- Valiabad-e Shiri Location within Iran
- Coordinates: 33°31′21″N 47°48′12″E﻿ / ﻿33.52250°N 47.80333°E
- Country: Iran
- Province: Lorestan
- County: Chegeni
- District: Shahivand
- Rural District: Kashkan-e Jonubi

Population (2016)
- • Total: 226
- Time zone: UTC+3:30 (IRST)

= Valiabad-e Shiri =

Village in Lorestan province, Iran

Valiabad-e Shiri (ولي آباد شيري) (Note: Also romanized as Valīābād-e Shīrī; also known as Valīābād-e Chenār) is a village in Kashkan-e Jonubi Rural District of Shahivand District in Chegeni County, (Note: Formerly Dowreh County) Lorestan province, Iran.

==Demographics==
===Population===
At the time of the 2006 National Census, the village's population was 232 in 49 households, when it was in Teshkan Rural District of the former Dowreh-ye Chegeni District in Khorramabad County.
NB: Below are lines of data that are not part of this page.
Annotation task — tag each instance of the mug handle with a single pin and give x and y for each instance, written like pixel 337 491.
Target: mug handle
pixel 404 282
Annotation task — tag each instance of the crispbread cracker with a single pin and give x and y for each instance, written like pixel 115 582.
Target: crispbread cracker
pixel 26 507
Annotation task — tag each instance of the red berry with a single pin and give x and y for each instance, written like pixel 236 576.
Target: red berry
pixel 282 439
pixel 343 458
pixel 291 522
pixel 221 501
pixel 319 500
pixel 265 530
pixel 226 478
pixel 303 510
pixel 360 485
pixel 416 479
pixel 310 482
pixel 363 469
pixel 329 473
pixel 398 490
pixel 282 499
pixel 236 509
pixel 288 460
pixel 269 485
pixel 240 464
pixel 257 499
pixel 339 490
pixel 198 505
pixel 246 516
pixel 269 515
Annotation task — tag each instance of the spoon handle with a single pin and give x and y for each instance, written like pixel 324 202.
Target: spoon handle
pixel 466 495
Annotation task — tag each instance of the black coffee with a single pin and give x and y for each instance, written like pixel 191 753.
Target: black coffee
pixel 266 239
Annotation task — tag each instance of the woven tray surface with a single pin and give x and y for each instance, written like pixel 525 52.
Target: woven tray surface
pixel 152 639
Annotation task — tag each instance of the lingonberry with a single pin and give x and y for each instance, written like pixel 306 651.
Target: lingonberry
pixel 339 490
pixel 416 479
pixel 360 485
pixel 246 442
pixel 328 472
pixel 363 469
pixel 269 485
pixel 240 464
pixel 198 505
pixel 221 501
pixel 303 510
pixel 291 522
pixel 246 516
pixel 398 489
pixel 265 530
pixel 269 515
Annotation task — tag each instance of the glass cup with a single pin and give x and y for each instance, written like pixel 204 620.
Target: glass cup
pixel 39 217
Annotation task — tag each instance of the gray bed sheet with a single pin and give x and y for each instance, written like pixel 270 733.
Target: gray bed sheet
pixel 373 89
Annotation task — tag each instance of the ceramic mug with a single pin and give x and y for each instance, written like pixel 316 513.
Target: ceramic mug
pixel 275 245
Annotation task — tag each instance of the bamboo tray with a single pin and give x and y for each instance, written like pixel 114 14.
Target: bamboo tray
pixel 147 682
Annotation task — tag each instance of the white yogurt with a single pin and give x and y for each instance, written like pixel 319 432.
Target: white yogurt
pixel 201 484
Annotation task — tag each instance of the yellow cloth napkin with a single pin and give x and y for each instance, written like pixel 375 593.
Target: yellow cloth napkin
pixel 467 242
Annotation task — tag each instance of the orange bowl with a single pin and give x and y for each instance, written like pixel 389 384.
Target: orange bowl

The following census in 2011 counted 214 people in 51 households, by which time the district had been separated from the county in the establishment of Dowreh County. (Note: Renamed Chegeni County) The rural district was transferred to the new Chegeni District, (Note: Renamed the Central District) and the village was transferred to Kashkan-e Jonubi Rural District created in the new Shahivand District. The 2016 census measured the population of the village as 226 people in 55 households.